If you made more than the minimum amount, you will have to pay back some or all of your OAS. If your income is above the maximum amount for your age group, your OAS might be canceled. 

5. Canada Pension Plan earning and contribution increase

Rules governing the Canada Pension Plan are changing in 2023. The new calculations are based on a CPP legislated formula that is based on the average growth rate of salaries and weekly wages earned throughout Canada.

The maximum pensionable earnings under the CPP will be $66,600 in 2023, up from $64,900 in 2022. The basic exemption amount stays the same at $3,500 in 2023. 

CPP contribution rates have also been adjusted accordingly. Employee and employer contribution rates are now 5.95% (up from 5.70% in 2022) for a maximum contribution of $3,754.45. For self-employed individuals, the contribution rate will be 11.90% in 2023 (up from 11.40% in 2022) for a maximum contribution of $7,508.90.

6. RRSP dollar limit increase

The annual dollar limit for registered retirement savings plans, or RRSPs, is $29,210 for the 2022 tax year, up from $27,830 in 2021. However, keep in mind that your individual contribution limit is still capped at 18% of your entire earned income. 

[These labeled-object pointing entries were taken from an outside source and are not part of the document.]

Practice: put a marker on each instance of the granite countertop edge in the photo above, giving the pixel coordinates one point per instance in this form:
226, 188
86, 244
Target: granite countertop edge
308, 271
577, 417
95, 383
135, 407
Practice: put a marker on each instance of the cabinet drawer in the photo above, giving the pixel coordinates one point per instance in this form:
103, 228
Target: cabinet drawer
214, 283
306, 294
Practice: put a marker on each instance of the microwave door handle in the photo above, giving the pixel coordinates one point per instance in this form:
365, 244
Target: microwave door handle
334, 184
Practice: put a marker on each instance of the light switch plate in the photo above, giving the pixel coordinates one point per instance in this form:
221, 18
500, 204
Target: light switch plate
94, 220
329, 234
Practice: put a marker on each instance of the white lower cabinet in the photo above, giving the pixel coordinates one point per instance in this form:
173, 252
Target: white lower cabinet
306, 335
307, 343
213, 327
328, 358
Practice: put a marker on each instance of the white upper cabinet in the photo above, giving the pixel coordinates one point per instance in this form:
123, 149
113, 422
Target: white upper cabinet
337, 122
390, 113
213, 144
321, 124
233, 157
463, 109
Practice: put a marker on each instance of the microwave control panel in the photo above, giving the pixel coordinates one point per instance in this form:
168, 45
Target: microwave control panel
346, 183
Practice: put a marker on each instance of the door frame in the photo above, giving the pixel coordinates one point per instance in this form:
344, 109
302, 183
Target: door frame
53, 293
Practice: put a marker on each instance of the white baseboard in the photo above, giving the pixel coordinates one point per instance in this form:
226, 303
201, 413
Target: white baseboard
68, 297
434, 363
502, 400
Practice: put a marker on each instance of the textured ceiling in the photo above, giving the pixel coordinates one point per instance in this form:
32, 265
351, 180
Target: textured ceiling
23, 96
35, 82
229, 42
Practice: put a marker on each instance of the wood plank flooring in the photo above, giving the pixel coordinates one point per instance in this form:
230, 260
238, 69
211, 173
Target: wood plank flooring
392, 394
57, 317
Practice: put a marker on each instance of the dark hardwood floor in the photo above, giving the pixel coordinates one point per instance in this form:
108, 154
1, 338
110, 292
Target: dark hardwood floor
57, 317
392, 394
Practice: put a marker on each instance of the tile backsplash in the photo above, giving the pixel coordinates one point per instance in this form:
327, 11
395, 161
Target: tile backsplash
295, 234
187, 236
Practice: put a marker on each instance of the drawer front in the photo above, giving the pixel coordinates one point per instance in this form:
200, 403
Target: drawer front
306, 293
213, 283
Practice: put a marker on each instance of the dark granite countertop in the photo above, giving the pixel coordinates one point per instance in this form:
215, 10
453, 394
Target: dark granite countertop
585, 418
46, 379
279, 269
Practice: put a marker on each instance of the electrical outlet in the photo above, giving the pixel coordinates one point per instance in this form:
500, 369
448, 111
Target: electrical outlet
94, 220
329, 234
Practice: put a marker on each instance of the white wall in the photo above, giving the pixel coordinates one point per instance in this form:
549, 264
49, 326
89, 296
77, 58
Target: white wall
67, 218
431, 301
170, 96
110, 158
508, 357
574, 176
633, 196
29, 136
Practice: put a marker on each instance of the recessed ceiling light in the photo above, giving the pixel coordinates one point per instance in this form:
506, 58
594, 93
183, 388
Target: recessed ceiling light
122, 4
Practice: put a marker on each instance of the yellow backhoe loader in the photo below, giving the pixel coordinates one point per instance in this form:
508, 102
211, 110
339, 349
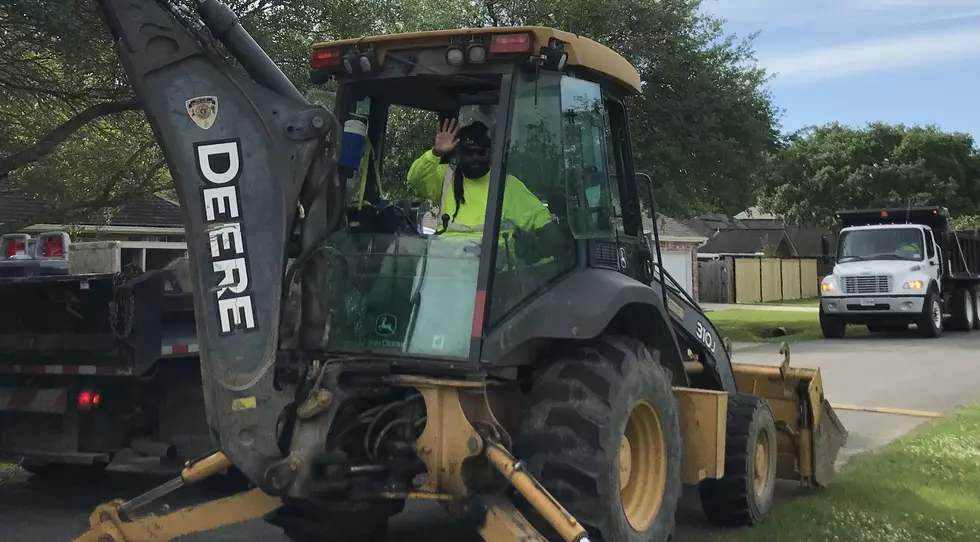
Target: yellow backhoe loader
529, 364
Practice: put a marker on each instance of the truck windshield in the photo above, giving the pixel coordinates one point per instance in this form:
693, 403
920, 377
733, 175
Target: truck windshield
881, 244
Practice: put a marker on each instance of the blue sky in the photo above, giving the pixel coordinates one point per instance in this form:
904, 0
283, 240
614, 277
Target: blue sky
859, 61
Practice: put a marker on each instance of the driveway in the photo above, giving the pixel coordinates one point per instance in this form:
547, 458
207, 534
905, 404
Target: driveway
896, 372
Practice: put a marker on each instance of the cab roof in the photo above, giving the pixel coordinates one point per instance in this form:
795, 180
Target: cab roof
582, 51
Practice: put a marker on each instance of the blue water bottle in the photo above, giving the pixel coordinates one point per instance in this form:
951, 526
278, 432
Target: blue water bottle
355, 132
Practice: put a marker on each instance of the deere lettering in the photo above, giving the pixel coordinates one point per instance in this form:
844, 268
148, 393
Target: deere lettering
219, 164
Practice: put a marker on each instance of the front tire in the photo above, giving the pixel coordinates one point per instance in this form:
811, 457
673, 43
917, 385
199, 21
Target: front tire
601, 432
976, 307
744, 496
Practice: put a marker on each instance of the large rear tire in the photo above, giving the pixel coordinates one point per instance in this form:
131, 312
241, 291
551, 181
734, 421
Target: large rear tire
963, 309
601, 432
744, 496
930, 322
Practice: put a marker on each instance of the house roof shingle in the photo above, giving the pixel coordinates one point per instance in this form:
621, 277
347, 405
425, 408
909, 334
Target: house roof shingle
668, 227
743, 241
151, 211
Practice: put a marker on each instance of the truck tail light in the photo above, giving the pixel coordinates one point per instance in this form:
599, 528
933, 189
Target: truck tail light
88, 399
54, 244
15, 244
53, 247
13, 248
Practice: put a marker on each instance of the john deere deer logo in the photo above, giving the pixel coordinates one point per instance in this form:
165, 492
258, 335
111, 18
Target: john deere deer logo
203, 110
385, 325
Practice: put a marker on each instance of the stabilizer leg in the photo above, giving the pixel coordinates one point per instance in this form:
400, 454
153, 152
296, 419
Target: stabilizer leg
111, 522
107, 526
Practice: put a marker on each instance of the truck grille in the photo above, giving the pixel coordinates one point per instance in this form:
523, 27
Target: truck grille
870, 284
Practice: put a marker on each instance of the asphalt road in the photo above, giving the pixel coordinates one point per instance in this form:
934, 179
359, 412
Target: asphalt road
896, 371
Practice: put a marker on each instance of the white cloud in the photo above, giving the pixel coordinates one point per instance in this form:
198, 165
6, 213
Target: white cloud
772, 14
875, 55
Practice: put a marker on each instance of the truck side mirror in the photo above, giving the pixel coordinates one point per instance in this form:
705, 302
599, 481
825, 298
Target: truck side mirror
643, 178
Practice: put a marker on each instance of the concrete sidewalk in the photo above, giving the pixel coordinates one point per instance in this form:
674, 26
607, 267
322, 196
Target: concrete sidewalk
776, 308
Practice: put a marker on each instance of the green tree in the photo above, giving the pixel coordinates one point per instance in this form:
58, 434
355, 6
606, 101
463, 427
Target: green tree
822, 169
72, 131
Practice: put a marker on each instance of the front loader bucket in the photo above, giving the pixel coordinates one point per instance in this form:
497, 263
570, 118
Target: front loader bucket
809, 433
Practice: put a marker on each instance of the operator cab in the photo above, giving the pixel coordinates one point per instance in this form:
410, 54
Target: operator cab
410, 276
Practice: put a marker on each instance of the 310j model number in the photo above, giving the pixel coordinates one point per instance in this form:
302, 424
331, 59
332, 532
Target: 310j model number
706, 338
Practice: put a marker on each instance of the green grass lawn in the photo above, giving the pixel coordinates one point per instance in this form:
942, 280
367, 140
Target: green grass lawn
924, 487
750, 325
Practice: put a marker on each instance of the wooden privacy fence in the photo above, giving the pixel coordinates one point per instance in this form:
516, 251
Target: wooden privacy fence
755, 280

7. COVID-19 benefit repayment

Throughout the pandemic, the Government of Canada provided financial aid in the form of COVID-19 benefits. These included:

  • Canada Emergency Response Benefit (CERB)
  • Canada Emergency Student Benefit (CESB)
  • Canada Recovery Benefit (CRB)
  • Canada Recovery Caregiving Benefit (CRCB)
  • Canada Recovery Sickness Benefit (CRSB)
  • Canada Worker Lockdown Benefit (CWLB)

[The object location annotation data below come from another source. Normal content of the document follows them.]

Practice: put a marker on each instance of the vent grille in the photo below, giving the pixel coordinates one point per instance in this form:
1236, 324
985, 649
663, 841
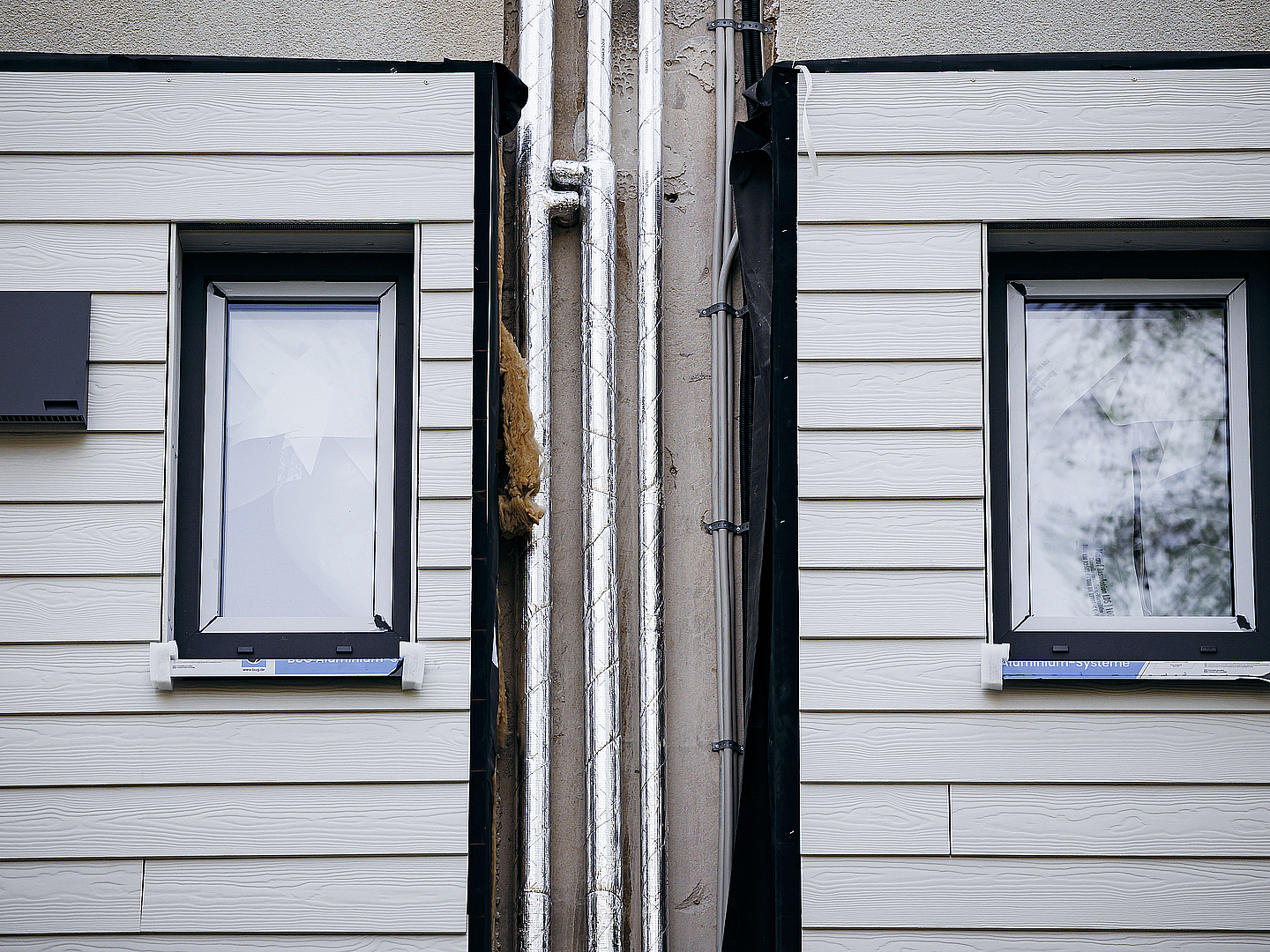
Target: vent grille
41, 418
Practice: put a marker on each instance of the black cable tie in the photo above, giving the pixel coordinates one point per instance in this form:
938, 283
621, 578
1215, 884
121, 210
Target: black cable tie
732, 311
724, 524
744, 26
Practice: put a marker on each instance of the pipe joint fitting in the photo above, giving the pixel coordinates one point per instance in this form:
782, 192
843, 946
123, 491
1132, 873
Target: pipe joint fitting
568, 175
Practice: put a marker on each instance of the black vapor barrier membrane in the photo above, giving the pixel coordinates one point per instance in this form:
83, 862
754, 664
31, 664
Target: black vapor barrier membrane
764, 900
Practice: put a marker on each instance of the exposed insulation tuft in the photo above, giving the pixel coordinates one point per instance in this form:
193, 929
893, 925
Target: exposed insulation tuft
522, 456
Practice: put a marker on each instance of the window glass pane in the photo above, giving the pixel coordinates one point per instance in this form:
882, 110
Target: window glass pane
300, 428
1128, 462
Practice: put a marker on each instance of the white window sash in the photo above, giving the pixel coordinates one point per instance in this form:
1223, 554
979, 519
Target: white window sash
1235, 291
219, 297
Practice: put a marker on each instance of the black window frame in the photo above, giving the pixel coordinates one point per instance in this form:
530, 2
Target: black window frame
1059, 645
198, 271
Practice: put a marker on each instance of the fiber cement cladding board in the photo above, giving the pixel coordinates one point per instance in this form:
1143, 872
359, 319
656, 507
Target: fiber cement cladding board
251, 113
894, 724
1038, 112
352, 29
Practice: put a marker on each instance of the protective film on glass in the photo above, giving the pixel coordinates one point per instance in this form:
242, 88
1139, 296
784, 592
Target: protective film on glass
1128, 460
300, 457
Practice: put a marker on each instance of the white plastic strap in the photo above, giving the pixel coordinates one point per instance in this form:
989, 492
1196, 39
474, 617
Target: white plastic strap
807, 122
412, 666
161, 655
990, 666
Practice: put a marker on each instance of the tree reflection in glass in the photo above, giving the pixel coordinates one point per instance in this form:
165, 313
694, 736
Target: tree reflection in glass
1128, 460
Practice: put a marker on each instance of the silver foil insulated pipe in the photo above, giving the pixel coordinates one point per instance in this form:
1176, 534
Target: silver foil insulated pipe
605, 906
652, 659
537, 205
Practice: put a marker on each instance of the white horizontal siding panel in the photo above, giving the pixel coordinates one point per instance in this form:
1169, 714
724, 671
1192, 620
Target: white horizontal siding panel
1039, 112
884, 257
866, 819
1034, 894
43, 257
938, 674
216, 112
1124, 820
111, 608
236, 188
184, 942
893, 605
233, 747
94, 678
1035, 747
127, 397
444, 533
444, 394
260, 820
1035, 187
863, 395
446, 254
80, 539
446, 325
81, 467
392, 894
444, 603
945, 533
1002, 941
862, 465
444, 464
129, 328
889, 326
70, 896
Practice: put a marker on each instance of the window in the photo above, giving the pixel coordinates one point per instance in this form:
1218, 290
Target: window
297, 391
1124, 406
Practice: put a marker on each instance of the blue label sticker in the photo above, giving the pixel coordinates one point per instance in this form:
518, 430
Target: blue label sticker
1072, 669
335, 666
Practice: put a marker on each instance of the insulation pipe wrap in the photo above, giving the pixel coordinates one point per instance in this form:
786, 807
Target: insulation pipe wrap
605, 908
539, 204
652, 678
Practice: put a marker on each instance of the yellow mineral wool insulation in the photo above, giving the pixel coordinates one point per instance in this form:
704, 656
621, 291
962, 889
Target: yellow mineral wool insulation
517, 512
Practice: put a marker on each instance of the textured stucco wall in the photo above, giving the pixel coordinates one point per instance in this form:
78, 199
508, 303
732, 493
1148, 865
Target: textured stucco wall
361, 29
813, 29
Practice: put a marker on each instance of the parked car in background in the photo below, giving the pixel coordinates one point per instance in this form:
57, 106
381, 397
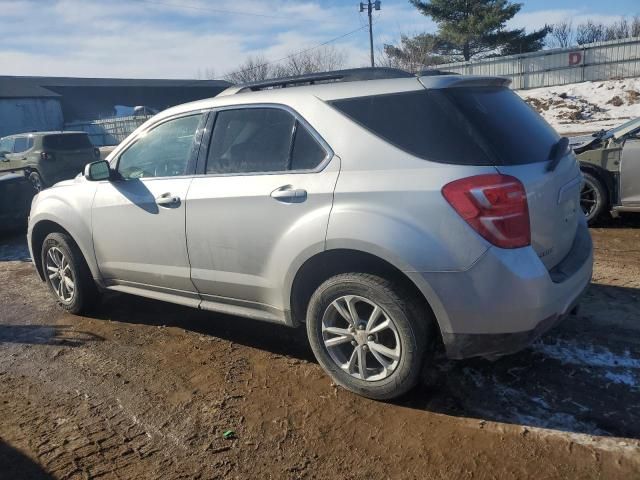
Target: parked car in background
610, 163
47, 157
16, 193
387, 212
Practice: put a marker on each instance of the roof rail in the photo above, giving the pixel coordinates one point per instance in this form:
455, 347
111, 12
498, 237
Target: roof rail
349, 75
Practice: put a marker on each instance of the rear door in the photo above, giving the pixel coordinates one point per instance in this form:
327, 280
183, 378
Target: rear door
522, 144
264, 197
630, 173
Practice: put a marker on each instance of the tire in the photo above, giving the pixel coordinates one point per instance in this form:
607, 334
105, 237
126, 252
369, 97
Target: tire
411, 329
36, 181
61, 252
594, 199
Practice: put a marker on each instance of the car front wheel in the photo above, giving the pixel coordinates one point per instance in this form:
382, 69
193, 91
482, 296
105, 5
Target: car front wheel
67, 273
368, 334
593, 197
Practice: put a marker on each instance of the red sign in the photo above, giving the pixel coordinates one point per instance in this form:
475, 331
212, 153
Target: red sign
575, 58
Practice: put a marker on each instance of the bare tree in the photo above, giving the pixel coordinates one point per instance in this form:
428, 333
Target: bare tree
590, 32
413, 54
258, 68
561, 34
634, 26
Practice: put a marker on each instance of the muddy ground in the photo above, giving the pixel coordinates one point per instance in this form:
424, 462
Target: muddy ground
143, 389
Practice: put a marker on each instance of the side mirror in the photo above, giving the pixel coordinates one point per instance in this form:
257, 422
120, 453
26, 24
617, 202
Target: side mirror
96, 171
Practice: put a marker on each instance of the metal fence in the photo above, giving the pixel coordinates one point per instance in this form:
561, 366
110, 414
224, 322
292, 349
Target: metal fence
594, 61
108, 131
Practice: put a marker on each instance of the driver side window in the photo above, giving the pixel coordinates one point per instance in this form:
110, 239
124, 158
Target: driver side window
161, 152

Those who received such COVID-19 benefits in 2022 will receive a T4A slip with all the required information needed for their tax return.

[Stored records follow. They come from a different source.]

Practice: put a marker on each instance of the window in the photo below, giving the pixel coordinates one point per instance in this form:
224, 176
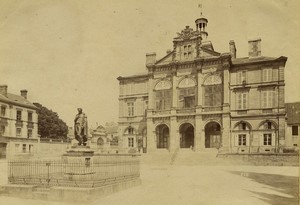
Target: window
241, 77
130, 109
29, 133
213, 95
130, 130
18, 132
295, 130
267, 139
242, 126
3, 111
24, 148
19, 115
267, 74
242, 99
30, 148
187, 98
163, 99
242, 139
130, 142
17, 147
29, 116
267, 98
2, 130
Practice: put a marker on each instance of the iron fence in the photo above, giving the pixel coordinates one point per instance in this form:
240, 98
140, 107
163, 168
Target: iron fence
97, 171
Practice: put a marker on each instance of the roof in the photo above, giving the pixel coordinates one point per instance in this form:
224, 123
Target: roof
247, 60
17, 100
133, 76
293, 112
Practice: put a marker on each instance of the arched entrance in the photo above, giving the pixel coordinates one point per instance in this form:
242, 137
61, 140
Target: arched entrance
186, 135
162, 136
213, 135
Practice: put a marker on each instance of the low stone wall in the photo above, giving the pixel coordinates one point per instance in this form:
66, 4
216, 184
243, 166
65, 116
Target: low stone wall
270, 159
66, 194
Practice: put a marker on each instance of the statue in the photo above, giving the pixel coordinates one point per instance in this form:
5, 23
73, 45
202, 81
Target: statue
81, 128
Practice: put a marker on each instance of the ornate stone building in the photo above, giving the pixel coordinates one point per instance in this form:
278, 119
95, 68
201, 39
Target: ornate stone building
195, 97
18, 124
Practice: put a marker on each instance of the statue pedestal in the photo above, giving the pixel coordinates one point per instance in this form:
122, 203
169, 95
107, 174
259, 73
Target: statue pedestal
79, 161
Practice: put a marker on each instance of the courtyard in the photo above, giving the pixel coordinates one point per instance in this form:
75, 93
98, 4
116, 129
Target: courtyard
198, 184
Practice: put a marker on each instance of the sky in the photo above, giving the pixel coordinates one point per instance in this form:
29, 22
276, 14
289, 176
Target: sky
68, 53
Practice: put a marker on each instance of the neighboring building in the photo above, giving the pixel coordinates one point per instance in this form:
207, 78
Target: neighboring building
195, 97
293, 124
18, 123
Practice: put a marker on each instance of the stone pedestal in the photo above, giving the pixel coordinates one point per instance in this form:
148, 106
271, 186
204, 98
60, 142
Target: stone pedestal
78, 161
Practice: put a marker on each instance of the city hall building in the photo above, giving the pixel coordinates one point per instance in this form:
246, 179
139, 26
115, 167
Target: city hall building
197, 98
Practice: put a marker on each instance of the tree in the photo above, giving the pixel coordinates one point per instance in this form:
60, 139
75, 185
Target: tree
49, 124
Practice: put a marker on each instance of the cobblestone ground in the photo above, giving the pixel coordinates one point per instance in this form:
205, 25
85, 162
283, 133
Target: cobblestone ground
175, 184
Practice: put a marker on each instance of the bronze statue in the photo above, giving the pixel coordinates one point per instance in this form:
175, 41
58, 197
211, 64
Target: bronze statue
81, 128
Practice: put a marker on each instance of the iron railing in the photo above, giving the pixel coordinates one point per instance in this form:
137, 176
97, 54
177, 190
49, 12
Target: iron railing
98, 171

In some cases, individuals making more than $38,000 in income may have to pay back part or all of the benefits received. Refusal to repay may result in the Canada Revenue Agency keeping some or all of future payments including tax refunds and/or GST/HST credits. If you can’t pay in full, the CRA may work with you to arrange a payment plan.

Quick tips for filing taxes in Canada

The Canada Revenue Agency requires most Canadian citizens to file their taxes every year. There are a few exceptions, but if you are making money in Canada (even if you live in another country) then you will likely need to pay Canadian taxes.

How you earn money, however, can make a big difference in what the tax payment process looks like. Self-employed taxes work differently than taxes for traditionally-employed folks. Similarly, a Canadian non-resident will file taxes differently than a Canadian resident. 

There are online tax programs that can guide you through the process of filing your taxes correctly or, if your situation is complicated, you might consider hiring a professional accountant. 

No matter how you file your taxes, there are a few rules everyone should keep in mind:

  • File your income tax return on time to avoid penalties — the deadline for most people is April 30, 2023.
  • Claim any tax credits you may be eligible for. 
  • Take any tax deductions you may qualify for.
  • Maximize your RRSP if you can, but don’t go over.
  • Maximize your TFSA if you can, but don’t go over.